Finding low-utility data structures

  • Authors:
  • Guoqing Xu;Nick Mitchell;Matthew Arnold;Atanas Rountev;Edith Schonberg;Gary Sevitsky

  • Affiliations:
  • Ohio State University, Columbus, OH, USA;IBM T. J. Watson Research Center, Hawthorne, NY, USA;IBM T. J. Watson Research Center, Hawthorne, NY, USA;Ohio State University, Columbus, OH, USA;IBM T. J. Watson Research Center, Hawthorne, NY, USA;IBM T. J. Watson Research Center, Hawthorne, NY, USA

  • Venue:
  • PLDI '10 Proceedings of the 2010 ACM SIGPLAN conference on Programming language design and implementation
  • Year:
  • 2010

Quantified Score

Hi-index 0.00

Visualization

Abstract

Many opportunities for easy, big-win, program optimizations are missed by compilers. This is especially true in highly layered Java applications. Often at the heart of these missed optimization opportunities lie computations that, with great expense, produce data values that have little impact on the program's final output. Constructing a new date formatter to format every date, or populating a large set full of expensively constructed structures only to check its size: these involve costs that are out of line with the benefits gained.
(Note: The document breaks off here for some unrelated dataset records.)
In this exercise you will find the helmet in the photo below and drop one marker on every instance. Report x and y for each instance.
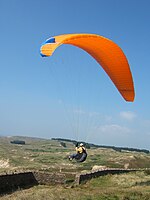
(81, 144)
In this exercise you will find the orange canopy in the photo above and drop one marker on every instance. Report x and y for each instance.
(108, 54)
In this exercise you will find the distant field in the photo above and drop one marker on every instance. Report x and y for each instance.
(50, 155)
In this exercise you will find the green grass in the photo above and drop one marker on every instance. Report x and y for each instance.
(50, 156)
(109, 187)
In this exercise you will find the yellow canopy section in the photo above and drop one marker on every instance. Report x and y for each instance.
(108, 54)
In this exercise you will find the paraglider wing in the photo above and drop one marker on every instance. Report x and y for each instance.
(108, 54)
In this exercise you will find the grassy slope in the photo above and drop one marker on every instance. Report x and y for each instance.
(49, 155)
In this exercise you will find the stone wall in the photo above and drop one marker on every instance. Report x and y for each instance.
(93, 174)
(11, 182)
(18, 180)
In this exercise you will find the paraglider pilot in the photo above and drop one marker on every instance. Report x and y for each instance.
(80, 155)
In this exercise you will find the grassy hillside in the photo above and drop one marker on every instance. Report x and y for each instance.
(131, 186)
(51, 155)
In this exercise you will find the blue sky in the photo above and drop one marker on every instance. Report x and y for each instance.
(68, 95)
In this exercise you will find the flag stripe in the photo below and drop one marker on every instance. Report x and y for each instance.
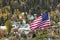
(42, 22)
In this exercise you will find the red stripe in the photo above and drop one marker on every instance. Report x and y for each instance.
(47, 23)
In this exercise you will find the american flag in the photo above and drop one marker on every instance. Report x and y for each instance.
(41, 22)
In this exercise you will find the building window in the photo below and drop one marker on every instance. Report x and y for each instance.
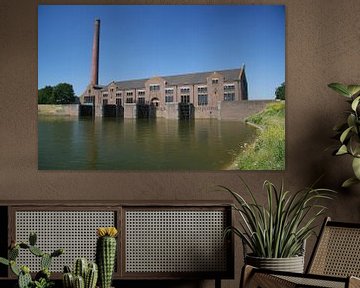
(154, 87)
(184, 90)
(89, 99)
(229, 96)
(185, 98)
(169, 91)
(169, 98)
(202, 89)
(202, 99)
(229, 87)
(141, 100)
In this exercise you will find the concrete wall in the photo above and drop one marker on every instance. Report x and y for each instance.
(322, 46)
(63, 110)
(241, 110)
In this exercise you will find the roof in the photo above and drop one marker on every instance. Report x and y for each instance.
(185, 79)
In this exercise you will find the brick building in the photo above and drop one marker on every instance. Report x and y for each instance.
(194, 95)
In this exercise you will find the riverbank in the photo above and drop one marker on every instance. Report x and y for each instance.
(267, 151)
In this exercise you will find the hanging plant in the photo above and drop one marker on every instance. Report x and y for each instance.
(349, 132)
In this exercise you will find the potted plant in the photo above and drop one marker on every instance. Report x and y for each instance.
(42, 278)
(276, 233)
(349, 131)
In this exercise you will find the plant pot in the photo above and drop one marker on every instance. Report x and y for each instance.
(291, 264)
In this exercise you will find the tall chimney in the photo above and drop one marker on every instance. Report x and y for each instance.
(95, 54)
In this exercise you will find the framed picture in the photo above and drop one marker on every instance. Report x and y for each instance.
(152, 87)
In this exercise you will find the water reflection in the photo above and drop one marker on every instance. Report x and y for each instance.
(129, 144)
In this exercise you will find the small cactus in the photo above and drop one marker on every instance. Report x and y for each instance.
(106, 254)
(45, 261)
(79, 282)
(36, 251)
(68, 280)
(24, 278)
(83, 274)
(32, 239)
(80, 267)
(91, 276)
(13, 253)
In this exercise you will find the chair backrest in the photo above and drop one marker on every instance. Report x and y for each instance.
(337, 251)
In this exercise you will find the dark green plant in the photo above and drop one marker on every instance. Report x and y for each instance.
(105, 254)
(85, 275)
(280, 92)
(279, 229)
(42, 278)
(349, 131)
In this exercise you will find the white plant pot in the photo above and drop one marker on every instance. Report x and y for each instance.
(291, 264)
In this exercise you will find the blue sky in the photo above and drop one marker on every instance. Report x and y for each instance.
(151, 40)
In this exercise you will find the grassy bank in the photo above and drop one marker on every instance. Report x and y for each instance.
(267, 152)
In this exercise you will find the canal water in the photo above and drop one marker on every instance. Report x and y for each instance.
(72, 143)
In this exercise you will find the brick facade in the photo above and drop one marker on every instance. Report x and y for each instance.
(202, 93)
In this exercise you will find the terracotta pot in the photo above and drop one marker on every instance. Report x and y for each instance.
(291, 264)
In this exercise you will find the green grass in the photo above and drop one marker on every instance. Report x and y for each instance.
(267, 152)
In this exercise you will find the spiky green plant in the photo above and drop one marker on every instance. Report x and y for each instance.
(349, 131)
(106, 254)
(279, 229)
(42, 278)
(84, 273)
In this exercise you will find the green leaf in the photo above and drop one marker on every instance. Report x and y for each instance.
(345, 134)
(349, 182)
(355, 103)
(4, 261)
(353, 89)
(356, 167)
(342, 150)
(340, 88)
(351, 120)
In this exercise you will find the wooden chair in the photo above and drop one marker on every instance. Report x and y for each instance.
(335, 262)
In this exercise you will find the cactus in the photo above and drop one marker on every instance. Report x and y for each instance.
(13, 253)
(68, 280)
(32, 238)
(105, 254)
(79, 282)
(36, 251)
(91, 276)
(90, 272)
(80, 267)
(24, 279)
(42, 278)
(45, 261)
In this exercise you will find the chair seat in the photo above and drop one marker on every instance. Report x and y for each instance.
(335, 262)
(314, 282)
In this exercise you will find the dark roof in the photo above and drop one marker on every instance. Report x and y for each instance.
(186, 79)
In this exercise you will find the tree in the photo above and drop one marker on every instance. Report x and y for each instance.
(280, 92)
(64, 94)
(45, 95)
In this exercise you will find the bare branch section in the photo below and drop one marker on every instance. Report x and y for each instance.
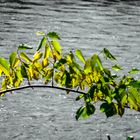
(41, 86)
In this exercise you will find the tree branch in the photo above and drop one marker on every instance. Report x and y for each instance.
(41, 86)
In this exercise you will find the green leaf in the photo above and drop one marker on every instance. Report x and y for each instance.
(107, 54)
(42, 43)
(79, 97)
(134, 71)
(40, 33)
(80, 112)
(116, 67)
(12, 59)
(60, 63)
(135, 84)
(25, 57)
(96, 62)
(87, 67)
(4, 66)
(47, 51)
(37, 56)
(24, 71)
(56, 46)
(53, 35)
(80, 56)
(24, 47)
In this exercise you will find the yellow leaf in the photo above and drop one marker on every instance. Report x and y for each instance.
(56, 46)
(4, 66)
(45, 62)
(47, 51)
(25, 57)
(37, 56)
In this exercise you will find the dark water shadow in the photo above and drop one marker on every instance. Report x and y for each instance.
(22, 2)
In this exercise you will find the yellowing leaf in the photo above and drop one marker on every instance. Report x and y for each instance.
(57, 46)
(37, 56)
(80, 56)
(53, 35)
(12, 58)
(4, 66)
(42, 42)
(116, 67)
(24, 47)
(45, 62)
(25, 57)
(47, 51)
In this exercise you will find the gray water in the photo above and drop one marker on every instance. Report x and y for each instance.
(89, 25)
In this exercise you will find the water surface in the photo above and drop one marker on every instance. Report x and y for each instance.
(89, 25)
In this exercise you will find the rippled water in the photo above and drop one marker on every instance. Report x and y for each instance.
(89, 25)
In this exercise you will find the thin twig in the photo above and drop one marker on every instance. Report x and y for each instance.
(40, 86)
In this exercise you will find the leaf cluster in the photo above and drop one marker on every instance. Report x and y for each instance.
(90, 78)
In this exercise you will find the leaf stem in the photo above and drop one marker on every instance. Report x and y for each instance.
(41, 86)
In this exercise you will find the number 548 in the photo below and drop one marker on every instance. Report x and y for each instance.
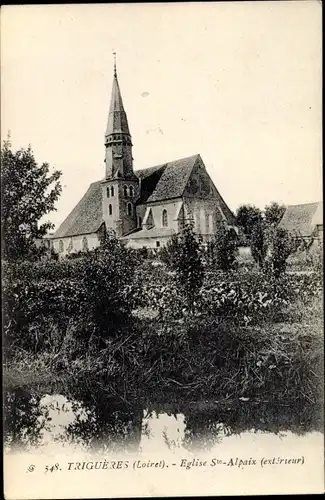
(51, 468)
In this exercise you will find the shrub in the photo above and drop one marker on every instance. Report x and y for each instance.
(259, 244)
(225, 247)
(95, 291)
(282, 245)
(188, 264)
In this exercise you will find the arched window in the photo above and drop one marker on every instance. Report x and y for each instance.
(84, 244)
(210, 223)
(164, 218)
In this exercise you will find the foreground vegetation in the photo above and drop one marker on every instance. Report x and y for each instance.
(151, 328)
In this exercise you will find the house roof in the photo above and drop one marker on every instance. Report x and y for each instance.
(87, 215)
(302, 219)
(155, 232)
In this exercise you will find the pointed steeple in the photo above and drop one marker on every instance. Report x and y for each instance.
(118, 143)
(117, 119)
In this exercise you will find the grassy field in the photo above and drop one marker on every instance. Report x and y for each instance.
(247, 342)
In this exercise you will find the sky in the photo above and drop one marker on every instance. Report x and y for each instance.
(238, 82)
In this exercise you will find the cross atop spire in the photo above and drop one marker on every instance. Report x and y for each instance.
(115, 72)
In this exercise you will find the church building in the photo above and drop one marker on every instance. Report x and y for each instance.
(143, 207)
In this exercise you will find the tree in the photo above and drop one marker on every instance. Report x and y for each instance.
(29, 191)
(225, 246)
(188, 264)
(273, 213)
(247, 217)
(259, 243)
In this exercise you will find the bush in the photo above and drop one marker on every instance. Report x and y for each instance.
(188, 264)
(225, 246)
(95, 291)
(259, 244)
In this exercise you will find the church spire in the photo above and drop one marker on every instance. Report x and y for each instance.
(118, 143)
(117, 120)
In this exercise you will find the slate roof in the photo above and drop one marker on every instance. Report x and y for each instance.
(155, 232)
(302, 219)
(169, 180)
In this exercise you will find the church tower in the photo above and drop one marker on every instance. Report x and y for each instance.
(120, 188)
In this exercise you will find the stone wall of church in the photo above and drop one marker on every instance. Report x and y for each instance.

This disparity between the formation costs and accrued benefits of data structures is at the heart of much runtime bloat. We introduce a run-time analysis to discover these low-utility data structures. The analysis employs dynamic thin slicing, which naturally associates costs with value flows rather than raw data flows. It constructs a model of the incremental, hop-to-hop, costs and benefits of each data structure. The analysis then identifies suspicious structures based on imbalances of its incremental costs and benefits. To decrease the memory requirements of slicing, we introduce abstract dynamic thin slicing, which performs thin slicing over bounded abstract domains. We have modified the IBM J9 commercial JVM to implement this approach. We demonstrate two client analyses: one that finds objects that are expensive to construct but are not necessary for the forward execution, and second that pinpoints ultimately-dead values. We have successfully applied them to large-scale and long-running Java applications. We show that these analyses are effective at detecting operations that have unbalanced costs and benefits.